Selasa, 09 Juni 2020

Eks Pemred Banjarhits Diadili karena Artikel (2)

Kronologi Kasus

Nanta ditetapkan sebagai tersangka disebabkan beritanya yang berjudul 'Tanah Dirampas Jhonlin, Dayak Mengadu ke Polda Kalsel'.

Konten ini diunggah melalui laman banjarhits.id, pada 9 November 2019 lalu.

Pengadu atas nama Sukirman dari Majelis Umat Kepercayaan Kaharingan Indonesia.

Sukirman menilai berita itu menimbulkan kebencian, karena dianggapnya bermuatan sentimen kesukuan.

Pada saat yang sama masalah ini juga telah dibawa ke Dewan Pers. Diananta dan Sukirman datang ke Sekrerariat Dewan Pers di Jakarta, pada Kamis, 9 Januari 2020 lalu guna proses klarifikasi.

Dewan Pers kemudian mengeluarkan lembar Pernyataan Penilaian dan Rekomendasi (PPR) yang mewajibkan banjarhits selaku teradu melayani hak jawab dari pengadu dan minta maaf. PPR diterbitkan Dewan Pers pada 5 Februari 2020.

Merujuk kepada UU Nomor 40/1999 tentang penanganan sengketa pers, maka PPR tersebut sudah menyelesaikan semua masalah. Hak jawab pengadu sebagai kesempatan untuk menjelaskan duduk persoalan versi pengadu sudah diberikan. Media, yaitu banjarhits sudah pula meminta maaf dan menghapus berita yang dipersoalkan.

Namun demikian penyidikan polisi terus berlanjut dengan surat panggilan kedua dari Direktorat Reserse Kriminal Khusus (Ditreskrimsus) Polda Kalsel, pada tanggal 25 Februari 2020, hingga penahanan Nanta pada 4 Mei 2020. Polisi menjeratnya dengan Pasal 28 UU Informasi dan Transaksi Elektronik (ITE) yang berisikan ancaman hukuman 6 tahun penjara.
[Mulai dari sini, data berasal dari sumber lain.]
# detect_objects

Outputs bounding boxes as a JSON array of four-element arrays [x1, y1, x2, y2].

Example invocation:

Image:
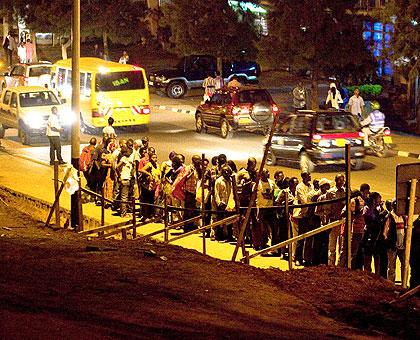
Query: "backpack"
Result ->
[[3, 37, 9, 49], [79, 146, 92, 172]]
Pada 24 Mei penahanan Nanta dipindahkan ke Kotabaru dan dititipkan di Polres Kotabaru hingga persidangan mulai masuk jadwal persidangan sejak 8 Juni 2020.

Pernyataan AJI

Aliansi Jurnalis Independen (AJI) menyoroti kasus ini. AJI mengecam pemidanaan terhadap Nanta. Berikut pernyataan AJI untuk kasus ini:

1. Mengecam pemidanaan terhadap Diananta Putra Sumedi karena itu tidak sejalan dengan prinsip kemerdekaan Pers yang dijamin dalam UU Nomor 40 Tahun 1999 Tentang Pers. Sengketa pers juga sudah semestinya diselesaikan di Dewan Pers sebagaimana diatur dalam Pasal 15 ayat 2 (c).

2. Menyesalkan sikap polisi yang tetap memproses hukum kasus ini meskipun sudah diselesaikan oleh Dewan Pers seperti skema yang tertuang dalam MoU antara Dewan Pers dan Polri, yang ditandatangani Kapolri Jenderal Tito Karnavian dan Ketua Dewan Pers Yosep Adi Prasetyo yang tertuang dalam surat No: 2/DP/MoU/II/2017 dan surat No: B/15/II/2017. Sikap penyidik yang memproses kasus itu meski sudah ada proses di Dewan Pers, merupakan sikap yang tidak menghormati MoU yang dibuat oleh institusi Polri dan Dewan Pers.

3. Mendesak Kejaksaan untuk mengeluarkan Surat Perintah Penghentian Penuntutan (SKPP) dalam kasus Diananta ini. Sebab, kasus ini sudah diselesaikan melalui mekanisme di Dewan Pers sesuai amanat Undang-Undang Pers dan MoU Polri dan Dewan Pers.

Para jurnalis meminta Majelis Hakim PN Kotabaru untuk membebaskan Nanta dari segala dakwaan dan membebaskannya dari tahanan, karena kasusnya sudah selesai di Dewan Pers. Lagi pula Nanta dengan beritanya membela masyarakat adat mempertahankan tanah miliknya dari korporasi.

"Diananta membela masyarakat. Jadi dia bukan seorang pelaku kriminal," kata Iwan Hardi, salah satu jurnalis asal Kotabaru.

Jurnalis asal Tanah Bumbu, Nanang Rusmani juga jauh-jauh datang untuk bersolidaritas untuk Nanta.

Menurut dia, kasus yang menimpa Nanta murni sengketa jurnalistik. "Dan dia menulis apa adanya. Sesuai fakta yang ada. Jadi kami bukan melawan hukum, tapi minta keadilan," ujar Nanang yang juga Ketua Forum Komunikasi Wartawan (FKW) Tanah Bumbu ini.